The narrative structure poses unsettling juxtapositions — sanitation workers dispel trash, patients enter the hospital healthy and leave sick, and at Auschwitz, the mass killings appear to be acts of creation. David Lehman, writing in the Book Review, put it simply: “The very instrument of revisionist history is put to the service of heartbreaking fiction.”
It’s fitting that this novel about the consuming jealousy one writer feels for another was published to much tabloid coverage in Britain, in part because of how much money Amis was paid for it. “By turns satirical and tender, funny and disturbing, ‘The Information’ marks a giant leap forward in Amis’s career,” Michiko Kakutani wrote. “Here, in a tale of middle-aged angst and literary desperation, all the themes and stylistic experiments of Amis’s earlier fiction come together in a symphonic whole.”
In the Book Review, Christopher Buckley wrote: “Amis is quite dazzling here. ‘The Information’ drags a bit around the middle, but you’re never out of reach of a sparkly phrase, stiletto metaphor or drop-dead insight into the human condition.”
In 2019, the Times’s book critics included “Experience” among the 50 best memoirs of the past 50 years. Reviewing the book when it was published in 2000, Michiko Kakutani praised it, predicting it would be best remembered for its “wonderfully vivid portrait of the author’s late father, the comic novelist and poet Kingsley Amis.” It’s a portrait “animated by cleareyed literary insight and enduring love and affection.”
In total, she said, “Experience” was Amis’s “most fully realized book yet — a book that fuses his humor, intellect and daring with a new gravitas and warmth, a book that stands, at once, as a loving tribute to his father and as a fulfillment of his own abundant talents as a writer.”
Amis brought the same ferocity and style to his criticism as he did to his novels. The reviews and essays in this collection are “consistently cogent, often illuminating and almost always entertaining,” Michiko Kakutani wrote. In them, Amis writes about Austen, Nabokov, Updike and many others. “Amis’s extraliterary interests, like chess and poker and nuclear weapons, are represented, but briefly,” Jenny Turner wrote in the Book Review. “This is a portrait of the artist as a reader of great books.”

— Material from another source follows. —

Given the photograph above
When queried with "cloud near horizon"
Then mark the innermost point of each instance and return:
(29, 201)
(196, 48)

Amis called his final novel “fairly strictly autobiographical.” It includes portraits of three writers who played crucial and cherished roles in his life: Philip Larkin, Saul Bellow and Christopher Hitchens. The book is “an unstable and charismatic compound of fact and fiction,” Parul Sehgal wrote in The Times. In the Book Review, Tom Bissell called it Amis’s “most beautiful book,” in part for its description of Hitchens’s long death, which will leave “only the most hardened” readers unmoved.